Вот только нельзя прятаться всю жизнь, нельзя всю жизнь просидеть, зажавшись в темный угол или схоронившись за чужую спину. Никто не станет прикрывать тебя всегда, постоянно вытаскивать из задницы, всегда защищать; рано или поздно надо становиться сильным самому, самому научиться драться за себя, за место в жизни, за кусок хлеба и глоток воздуха, потому что так эта самая жизнь устроена. Ты – или тебя. Всегда, везде. В этой жизни ты – один, и это данность. Если задуматься над этим, то, в общем-то, делается жутко, потому что, чем старше становишься, тем яснее разумеешь, насколько эта данность, эта жизнь долга вообще и насколько коротка у тебя лично, потому что навряд ли хватит сил ей противостоять. Кое-кто из приятелей уже смирился с этой мыслью – потому и перестали стеречься, осторожность забросили вовсе, чтобы прожить, как живется, быстро, но зато в удовольствие. Правду сказать, у таких, как ты сам, удовольствий в этой жизни мало – любой в любую минуту может оборвать твое существование; хреновое, что верно, но все ж-таки… В любой момент – или жертва твоих попыток обогатиться за его счет перехватит за руку, или кто-то из так называемых приятелей, когда Финка не будет рядом и некому будет отодвинуть за спину, зубы в глотку вобьет – не самая лучшая жратва перед смертью. Мир огромен и недружелюбен, как не раз говорил старик Бюшель, а ты – мелкая сопля, которую Создатель в этот мир ненароком вчихнул и которую когда-нибудь так же невзначай сотрет рукавом. Не станешь другим – сдохнешь.

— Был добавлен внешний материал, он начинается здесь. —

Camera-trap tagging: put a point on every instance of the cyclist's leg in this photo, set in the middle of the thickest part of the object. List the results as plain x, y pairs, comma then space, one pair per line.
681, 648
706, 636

Думать над этим не хочется, а только все это в голову взбредает само собою, отчего настроение падает вовсе в говно, и временами думается уже о том, что, может, и сопротивляться-то не надо – смысл? Рано или поздно, – и скорее рано, чем поздно, – кто-нибудь отвинтит голову, так чего рыпаться зазря? Стать другим… Хорошо так говорить Бюшелю – за ним и сила, и уважение, а когда тебе десять лет – хрень все это и пустой треп. То есть, понятно, всерьез не думаешь о том, чтоб вот так вот сложить лапки и ждать, и вообще все это вылетает из мозгов, когда доходит до дела – как, к примеру, вчера, когда на самом деле пришлось за глоток воздуха в прямом смысле зубами; когда потом сидишь на земле возле трупа того, кто хотел трупом положить тебя самого, ничего такого в мыслях нет. Тогда думаешь, что – не такая уж и сопля, да и жить-то, в общем, неплохо, пусть и холодно, грязно, хочется постоянно жрать, клопы вокруг и крысы, до которых тоже временами дело доходит, если совсем припрет, и вообще крыша, конечно, съезжает.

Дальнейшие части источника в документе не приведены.